Persistent long-term memory for Cursor — connect to Membase MCP for long-term memory with hybrid vector search and knowledge graph. No CLI or API keys needed.
You have Membase MCP tools for long-term memory (knowledge graph + semantic search) and a knowledge wiki:
**Memory tools** (personal context — preferences, habits, decisions):
- `search_memory`: Search before answering questions about the user's past work, preferences, decisions, or prior context. Supports `date_from`/`date_to` (ISO 8601), `sources` filter (slack, gmail, google-calendar, notion, cursor, etc.), and `project` filter.
- `add_memory`: Store durable facts the user wants to remember or that will help later sessions. Use `project` only when the user explicitly mentions one.
- `get_current_date`: Use when you need the user's timezone or to turn phrases like "today" into date filters for search.
**Wiki tools** (factual knowledge — documents, references, stable information):
- `search_wiki`: Hybrid keyword + semantic search for the user's knowledge wiki. Use alongside `search_memory` for comprehensive answers.
- `add_wiki`: Create a wiki document (markdown with `[[wikilinks]]`). Use for knowledge, references, and documentation — not personal context.
- `update_wiki`: Update an existing wiki document by `doc_id`.
- `delete_wiki`: Permanently delete a wiki document by `doc_id`.
**Resources** (read via MCP resource URIs):
- `membase://profile`: Stable user settings (display name, role, interests, timezone). Read for personalization.
- `membase://recent`: Recent memories timeline. Read for latest-context questions or after resource update notifications.
When to use:
- User refers to earlier sessions, prior decisions, or "what we did before" → `search_memory` first, then `search_wiki`.
- User says "remember", "save this", "don't forget" → `add_memory`.
- You learn stable preferences, architecture choices, or bugfix root causes worth keeping → `add_memory`.

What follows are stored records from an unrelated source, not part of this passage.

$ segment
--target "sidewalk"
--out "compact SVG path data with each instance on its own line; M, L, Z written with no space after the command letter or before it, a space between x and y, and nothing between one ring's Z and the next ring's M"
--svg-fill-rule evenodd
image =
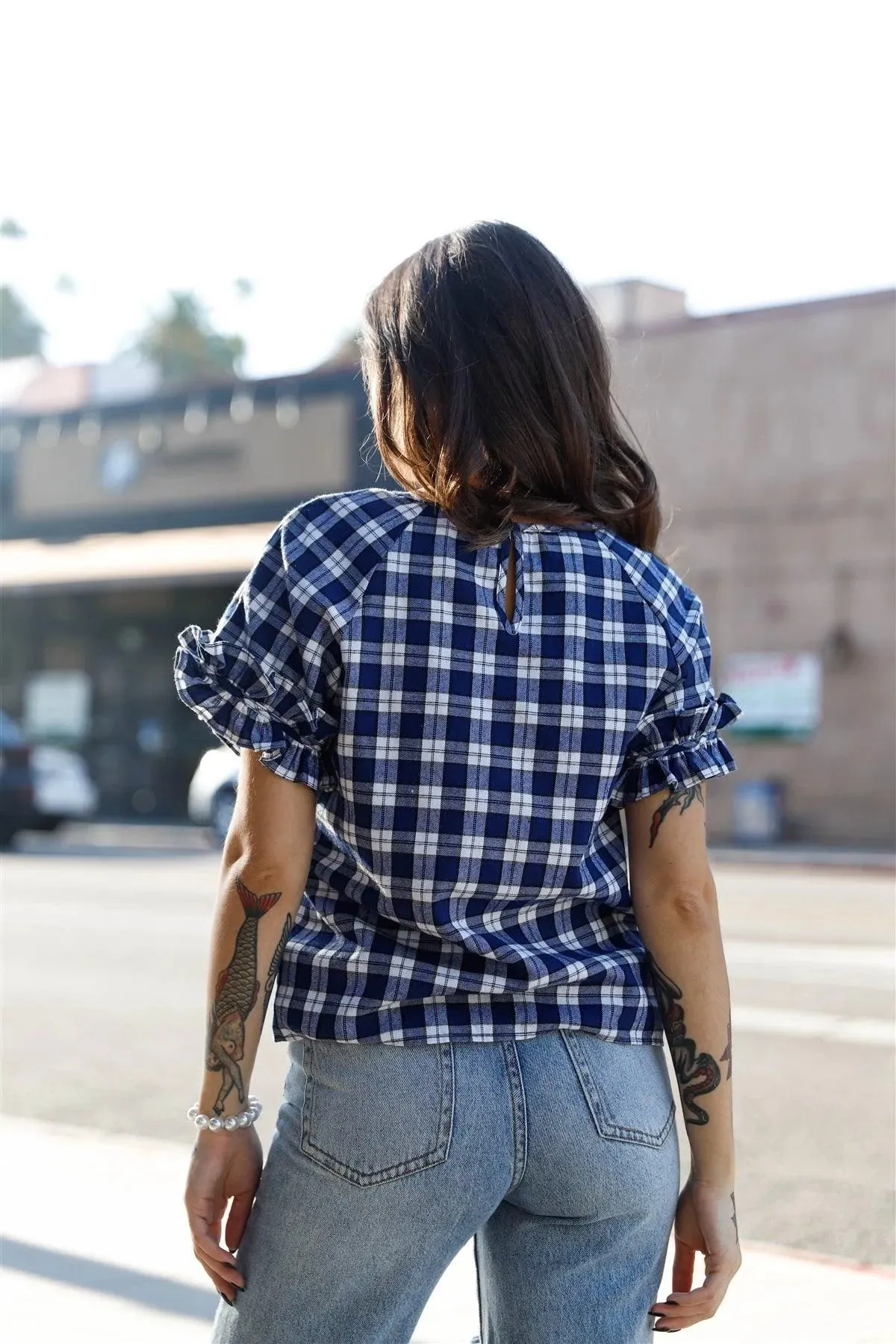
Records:
M23 853L54 853L60 849L78 853L134 852L216 853L218 844L203 827L188 821L70 821L52 835L36 831L16 837L15 848ZM888 849L846 848L810 844L779 845L711 845L713 863L785 868L848 868L872 872L896 872L896 855Z
M215 1293L181 1214L189 1152L165 1144L4 1118L3 1318L30 1344L204 1344ZM669 1292L664 1278L660 1296ZM478 1329L466 1247L438 1285L414 1344L469 1344ZM889 1344L896 1284L879 1269L744 1245L705 1344ZM259 1341L261 1344L261 1341Z

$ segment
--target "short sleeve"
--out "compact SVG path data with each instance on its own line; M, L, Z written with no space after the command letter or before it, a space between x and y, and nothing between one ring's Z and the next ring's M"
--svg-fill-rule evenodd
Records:
M686 624L670 649L666 675L627 745L611 794L615 806L664 789L688 789L735 769L719 732L740 715L740 706L713 691L703 607L689 597Z
M317 790L329 782L321 751L339 728L340 664L321 610L290 577L296 544L286 519L216 629L181 630L175 687L234 751L258 751L274 774Z

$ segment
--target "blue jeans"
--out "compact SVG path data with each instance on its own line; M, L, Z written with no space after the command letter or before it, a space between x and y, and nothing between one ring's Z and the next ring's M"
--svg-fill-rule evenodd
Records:
M290 1043L215 1344L408 1344L476 1235L482 1344L649 1337L678 1198L660 1046Z

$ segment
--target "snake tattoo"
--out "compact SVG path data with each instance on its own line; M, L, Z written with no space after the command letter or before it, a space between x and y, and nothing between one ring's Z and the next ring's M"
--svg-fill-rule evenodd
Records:
M666 1036L672 1062L681 1090L681 1109L686 1125L707 1125L709 1116L699 1106L697 1097L715 1091L721 1082L719 1064L705 1052L697 1054L695 1042L688 1036L684 1008L680 1004L681 989L665 974L647 953L650 972L657 986L660 1011L666 1024Z

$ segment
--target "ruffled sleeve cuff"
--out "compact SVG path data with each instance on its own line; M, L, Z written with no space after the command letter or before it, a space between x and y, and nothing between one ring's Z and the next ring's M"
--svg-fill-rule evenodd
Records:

- User wants to store documentation, references, or factual knowledge → `add_wiki`.
- Schedule or date-relative memory questions → `get_current_date` then `search_memory` with `date_from` / `date_to`.
- User asks about their schedule, meetings, or emails → `search_memory` with `sources` filter (google-calendar, gmail, slack).
- For any user question, call **both** `search_memory` and `search_wiki` to combine personal context with factual knowledge.
Read `membase://profile` for user settings and `membase://recent` for latest context. Still call `search_memory` when the question clearly needs deeper or fresher retrieval.